The inability to follow the rules of probation resulted in additional sentencing.

Sammy O’Quinn, 41, of Sidney, was sentenced to 15 days in the Shelby County Jail and all costs of prosecution for violating probation. O’Quinn was initially indicted on one count of aggravated possession of drugs (Methamphetamine), a fifth-degree felony, and possessing criminal tools (a pipe), for events allegedly occurring on or about Jan. 30, 2021. On May 12, 2021, O’Quinn pleaded guilty to one count of aggravated possession of drugs, while the second charge was dismissed. O’Quinn was awarded 98 days of jail credit and afterward was sentenced to completion of a community-based correctional facility treatment program followed by residence at STAR house or a similar program, as well as all costs of prosecution.

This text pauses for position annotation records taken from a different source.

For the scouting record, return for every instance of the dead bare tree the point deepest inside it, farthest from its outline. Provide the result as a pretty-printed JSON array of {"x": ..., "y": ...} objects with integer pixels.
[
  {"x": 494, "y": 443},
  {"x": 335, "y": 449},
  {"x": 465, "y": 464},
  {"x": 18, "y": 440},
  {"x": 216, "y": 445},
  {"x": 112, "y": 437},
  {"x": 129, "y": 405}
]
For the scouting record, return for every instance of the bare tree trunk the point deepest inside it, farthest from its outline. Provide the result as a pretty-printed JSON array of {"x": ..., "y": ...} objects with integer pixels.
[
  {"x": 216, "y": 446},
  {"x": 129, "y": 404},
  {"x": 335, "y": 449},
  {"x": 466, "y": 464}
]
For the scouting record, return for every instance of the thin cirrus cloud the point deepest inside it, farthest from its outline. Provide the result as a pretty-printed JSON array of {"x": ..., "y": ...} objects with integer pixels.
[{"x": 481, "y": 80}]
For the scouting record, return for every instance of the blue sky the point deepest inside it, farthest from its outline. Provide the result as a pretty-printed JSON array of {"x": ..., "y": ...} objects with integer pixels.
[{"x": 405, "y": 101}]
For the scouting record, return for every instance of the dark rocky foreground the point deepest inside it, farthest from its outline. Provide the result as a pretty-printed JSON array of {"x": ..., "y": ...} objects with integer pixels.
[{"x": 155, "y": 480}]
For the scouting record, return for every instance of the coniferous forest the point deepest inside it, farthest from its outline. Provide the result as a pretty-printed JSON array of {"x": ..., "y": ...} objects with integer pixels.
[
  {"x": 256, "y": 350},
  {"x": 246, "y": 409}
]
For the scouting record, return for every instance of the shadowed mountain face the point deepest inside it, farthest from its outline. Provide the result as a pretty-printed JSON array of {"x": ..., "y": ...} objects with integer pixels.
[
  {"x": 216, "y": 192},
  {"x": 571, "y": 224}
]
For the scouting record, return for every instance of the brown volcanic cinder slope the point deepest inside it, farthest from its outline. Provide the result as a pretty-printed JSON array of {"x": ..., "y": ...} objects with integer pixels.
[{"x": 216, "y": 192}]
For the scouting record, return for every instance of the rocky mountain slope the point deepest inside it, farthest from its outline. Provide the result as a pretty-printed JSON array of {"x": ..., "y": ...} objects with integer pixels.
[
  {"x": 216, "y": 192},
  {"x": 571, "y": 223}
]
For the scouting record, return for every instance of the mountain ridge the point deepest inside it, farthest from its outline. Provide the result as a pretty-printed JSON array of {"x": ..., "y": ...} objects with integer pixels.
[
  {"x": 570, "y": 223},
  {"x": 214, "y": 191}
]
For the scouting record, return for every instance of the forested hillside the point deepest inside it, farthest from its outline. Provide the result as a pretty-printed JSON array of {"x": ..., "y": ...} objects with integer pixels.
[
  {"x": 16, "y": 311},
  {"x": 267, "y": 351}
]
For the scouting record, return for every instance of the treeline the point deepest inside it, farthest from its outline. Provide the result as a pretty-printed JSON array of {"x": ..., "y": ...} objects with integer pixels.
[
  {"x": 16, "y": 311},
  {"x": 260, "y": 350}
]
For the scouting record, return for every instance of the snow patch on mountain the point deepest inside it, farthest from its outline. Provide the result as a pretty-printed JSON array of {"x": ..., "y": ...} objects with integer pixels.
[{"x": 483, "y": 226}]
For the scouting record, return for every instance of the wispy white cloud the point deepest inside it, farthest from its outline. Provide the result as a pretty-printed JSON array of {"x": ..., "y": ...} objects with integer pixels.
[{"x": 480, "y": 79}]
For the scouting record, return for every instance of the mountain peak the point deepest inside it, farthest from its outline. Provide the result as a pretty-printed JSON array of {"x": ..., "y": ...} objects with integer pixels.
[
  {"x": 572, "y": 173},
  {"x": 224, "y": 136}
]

The sentencing also stipulated that violation of the sentences “shall lead to a more restrictive sanction or a longer sanction, including a basic prison term of 12 months, including up to three years of discretionary post release control.”

Brennan Taylor, 23, of Sidney, was sentenced on March 2, 2022, to completion of the MonDay program, continued probation, and all costs of prosecution, for violating probation. Taylor was initially indicted on Nov. 19, 2020, on one count of improper handling of a firearm in a motor vehicle, a fourth-degree felony. On or about Oct. 7, 2020, Taylor allegedly stored a loaded black Taurus handgun under the passenger’s seat of his vehicle. He was convicted of that crime after pleading guilty on Oct. 21, 2021. In exchange for a guilty plea, the state agreed to a “nolle prosequi” in another case against Taylor. (According to the legal website, “nolle prosequi” is the legal option to act as if the charges had never been filed and is often used in cases where the prosecutor feels there is insufficient evidence to obtain a conviction, but leaves the door open to pursue the same charges again in the future, whereas an acquittal would not be able to pursue the charges again, as it would then be classified as “double jeopardy”).

Taylor also would be required to forfeit weapons from both cases. Taylor was then sentenced to five years of community service, successful completion of treatment and additional counseling at the WORTH center, or similar community-based correctional facility, as well as to pay all costs of prosecution, in the original case against him. According to the original sentence, violating its conditions would lead to a more restrictive or longer sanction, including a basic prison term of six to 18 months, and up to two years of post-release probation.